CaPa: Carve-n-Paint Synthesis
for Efficient 4K Textured Mesh Generation

Paper is released! Stay tuned for online demo!

Hwan Heo, Jangyeong Kim, Seongyeong Lee, Jeong A Wi, Junyoung Choi, Sangjun Ahn*
Graphics AI Lab, NCSOFT Research

Paper Github
Online Demo (coming soon)
TL; DR: we propose CaPa, a novel method for generating high-quality 4K textured mesh under only 30 seconds,
providing 3D assets ready for commercial applications such as games, movies, and VR/AR.

Abstract

The synthesis of high-quality 3D assets from textual or visual inputs has become a central objective in modern generative modeling. Despite the proliferation of 3D generation algorithms, they frequently grapple with challenges such as multi-view inconsistency, slow generation times, low fidelity, and surface reconstruction problems. While some studies have addressed some of these issues, a comprehensive solution remains elusive. In this paper, we introduce CaPa, a carve-and-paint framework that generates high-fidelity 3D assets efficiently. CaPa employs a two-stage process, decoupling geometry generation from texture synthesis. Initially, a 3D latent diffusion model generates geometry guided by multi-view inputs, ensuring structural consistency across perspectives. Subsequently, leveraging a novel, model-agnostic Spatially Decoupled Attention, the framework synthesizes high-resolution textures (up to 4K) for a given geometry. Furthermore, we propose a 3D-aware occlusion inpainting algorithm that fills untextured regions, resulting in cohesive results across the entire model. This pipeline generates high-quality 3D assets in less than 30 seconds, providing ready-to-use outputs for commercial applications. Experimental results demonstrate that CaPa excels in both texture fidelity and geometric stability, establishing a new standard for practical, scalable 3D asset generation.


Methodology


Overview


Pipeline of CaPa

  1. 1. Geometry Generation: First, we generate geometry (polygonal mesh) using a 3D latent diffusion model. Using the learned 3D latent space with ShapeVAE, we train a 3D Latent Diffusion model that generates 3D geometries, guided by multi-view images from multi-view diffusion model to ensure alignment between the generated shape and texture.
  2. 2. Texture Generation: Second, we render four orthogonal views of the mesh, which serve as inputs for texture generation. To produce a high-quality texture while preventing the Janus problem, we design a novel, model-agnostic spatially decoupled attention:
    • This mechanism ensures that each spatial region independently attends to its corresponding view, preserving view-specific details and enhancing multi-view consistency.
    • Its model-agnostic nature allows integration with any diffusion model, enabling extraordinary texture quality powered by SDXL, thus outperforms other 3D generation or texturing methods typically limited to SD1.5.
  3. Final Output: A hyper-quality textured mesh is obtained through back projection and a 3D-aware occlusion inpainting algorithm. The entire 3D asset generation process is completed in less than 30 seconds using a fully feed-forward approach.
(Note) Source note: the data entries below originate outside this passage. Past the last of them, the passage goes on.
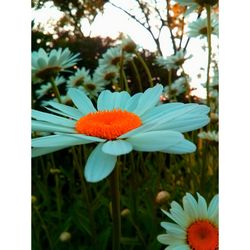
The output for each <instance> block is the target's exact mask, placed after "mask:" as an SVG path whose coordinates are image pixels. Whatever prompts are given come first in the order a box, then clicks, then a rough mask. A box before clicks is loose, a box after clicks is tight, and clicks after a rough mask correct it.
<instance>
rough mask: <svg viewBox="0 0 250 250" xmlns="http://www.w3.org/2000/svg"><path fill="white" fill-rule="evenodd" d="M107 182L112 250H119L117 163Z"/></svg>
mask: <svg viewBox="0 0 250 250" xmlns="http://www.w3.org/2000/svg"><path fill="white" fill-rule="evenodd" d="M109 180H110V189H111V196H112V219H113V250H120V240H121V213H120V190H119V163H118V164H117V165H116V167H115V169H114V171H113V172H112V174H111V176H110V179H109Z"/></svg>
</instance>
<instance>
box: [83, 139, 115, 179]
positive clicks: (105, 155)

Comparison: Image to 3D Asset Generation


Input
Ours (~30 sec)
Unique3D (~2 min)
SF3D (~10 sec)


We compare CaPa with state-of-the-art Image-to-3D methods. Here, all the assets are converted to polygonal mesh, using its official code. CaPa significantly outperforms both geometry stability and visual fidelity, especially for the back and side view.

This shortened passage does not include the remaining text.